Compte tenu de sa situation géographique au sein d'un espace ouest-africain très majoritairement francophone et de l'importance de ses liens commerciaux avec le Sénégal, la Gambie a exprimé le souhait de prendre part à la coopération multilatérale francophone et d'obtenir le statut de membre observateur de l'Organisation internationale de la Francophonie (OIF). La Gambie avait, en effet, déposé un dossier de candidature en ce sens qui n'avait cependant pas pu être examiné, faute de respect des délais d'instruction, par la Conférence ministérielle de la francophonie précédant le sommet des chefs d'État et de gouvernement de la Francophonie d'octobre 2010 à Montreux, en Suisse. La Gambie devrait une nouvelle fois déposer sa candidature afin d'obtenir le statut de membre observateur de l'OIF lors du sommet de la Francophonie de Kinshasa en 2012.
Dans le même ordre d'idées, l'Assemblée nationale de la Gambie, par la voix de son président, M. Abdoulie Bojang, lors de sa visite à Paris au mois de mai 2011, envisage également de déposer une demande d'adhésion à l'Assemblée parlementaire de la Francophonie (APF).
En matière de résolution des crises survenues au cours des dernières années en Afrique de l'Ouest, la diplomatie gambienne a tenté d'adopter une certaine neutralité qui a parfois détoné par rapport aux positions de principe de la plupart de ses voisins ouest-africains.

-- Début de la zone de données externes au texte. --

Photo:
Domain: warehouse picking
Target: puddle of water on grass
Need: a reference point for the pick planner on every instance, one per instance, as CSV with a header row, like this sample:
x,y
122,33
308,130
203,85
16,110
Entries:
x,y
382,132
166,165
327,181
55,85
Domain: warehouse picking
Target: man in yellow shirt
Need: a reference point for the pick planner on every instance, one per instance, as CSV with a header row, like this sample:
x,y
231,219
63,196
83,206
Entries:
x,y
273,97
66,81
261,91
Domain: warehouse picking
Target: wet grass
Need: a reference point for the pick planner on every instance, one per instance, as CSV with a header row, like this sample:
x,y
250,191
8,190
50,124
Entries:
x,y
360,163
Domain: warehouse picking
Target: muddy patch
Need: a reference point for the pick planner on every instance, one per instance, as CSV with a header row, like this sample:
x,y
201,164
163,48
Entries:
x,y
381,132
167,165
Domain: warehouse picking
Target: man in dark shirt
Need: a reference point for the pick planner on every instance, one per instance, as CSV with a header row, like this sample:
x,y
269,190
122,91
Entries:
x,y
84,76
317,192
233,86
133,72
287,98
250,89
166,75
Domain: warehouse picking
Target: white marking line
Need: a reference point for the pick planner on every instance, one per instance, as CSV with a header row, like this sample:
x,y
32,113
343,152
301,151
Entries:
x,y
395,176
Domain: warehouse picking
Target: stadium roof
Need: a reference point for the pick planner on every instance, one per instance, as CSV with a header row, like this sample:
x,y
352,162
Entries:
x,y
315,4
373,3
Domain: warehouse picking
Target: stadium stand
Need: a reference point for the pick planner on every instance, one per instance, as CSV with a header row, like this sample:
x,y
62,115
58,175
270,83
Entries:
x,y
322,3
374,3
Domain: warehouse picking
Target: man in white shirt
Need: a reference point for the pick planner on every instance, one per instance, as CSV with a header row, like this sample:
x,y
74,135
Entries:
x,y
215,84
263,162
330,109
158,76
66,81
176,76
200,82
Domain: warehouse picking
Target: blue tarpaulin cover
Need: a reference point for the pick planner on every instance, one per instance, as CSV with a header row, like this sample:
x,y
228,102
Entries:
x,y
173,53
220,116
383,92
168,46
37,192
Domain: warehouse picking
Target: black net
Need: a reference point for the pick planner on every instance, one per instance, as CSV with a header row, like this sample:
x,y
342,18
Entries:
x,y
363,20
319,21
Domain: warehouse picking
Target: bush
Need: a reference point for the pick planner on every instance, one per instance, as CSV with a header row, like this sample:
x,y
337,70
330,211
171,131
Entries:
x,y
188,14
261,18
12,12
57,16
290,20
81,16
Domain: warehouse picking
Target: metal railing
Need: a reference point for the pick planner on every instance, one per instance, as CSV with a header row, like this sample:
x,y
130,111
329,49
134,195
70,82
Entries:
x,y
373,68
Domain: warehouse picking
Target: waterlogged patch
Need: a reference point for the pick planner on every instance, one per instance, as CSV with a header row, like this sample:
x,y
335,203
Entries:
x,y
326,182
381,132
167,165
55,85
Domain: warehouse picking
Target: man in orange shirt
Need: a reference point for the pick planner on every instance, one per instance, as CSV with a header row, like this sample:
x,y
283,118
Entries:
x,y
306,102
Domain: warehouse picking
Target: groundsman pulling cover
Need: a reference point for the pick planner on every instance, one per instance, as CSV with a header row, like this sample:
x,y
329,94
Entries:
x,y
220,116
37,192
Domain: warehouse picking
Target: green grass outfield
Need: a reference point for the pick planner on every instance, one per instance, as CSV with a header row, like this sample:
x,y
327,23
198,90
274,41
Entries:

En particulier, s'agissant de la reconnaissance de la victoire à l'élection présidentielle ivoirienne de M. Alassane Ouattara à la fin de l'année 2010 et de la crise qui a découlé de l'opposition entre les camps respectifs de M. Ouattara et de M. Gbagbo, la Gambie avait décidé de ne reconnaître comme légitime ni le gouvernement de M. Ouattara, ni celui de M. Laurent Gbagbo.
Dans un communiqué en date du 16 avril 2011, le gouvernement gambien a annoncé qu'il se refusait à reconnaître tout « président, le Président Ouattara inclus, tout gouvernement africain qui aura été imposé par des forces extérieures au continent africain, qu'importe la raison ». Cette position, sans doute motivée par la crainte d'une ingérence croissante des pays occidentaux dans la résolution des crises politiques africaines, a tranché avec la reconnaissance par la communauté internationale, et en particulier par l'Union africaine et la CEDEAO, de la légitimité de M. Ouattara.
Il est à noter que la Gambie est encore l'un des derniers pays africains à reconnaître Taïwan, dont la représentation est assurée par un ambassadeur à Banjul. Les relations avec Pékin semblent cependant se développer, comme l'illustrent le succès de Huawei face à Alcatel dans le contrat GAMTEL et la présence croissante de ressortissants de la République populaire de Chine en Gambie.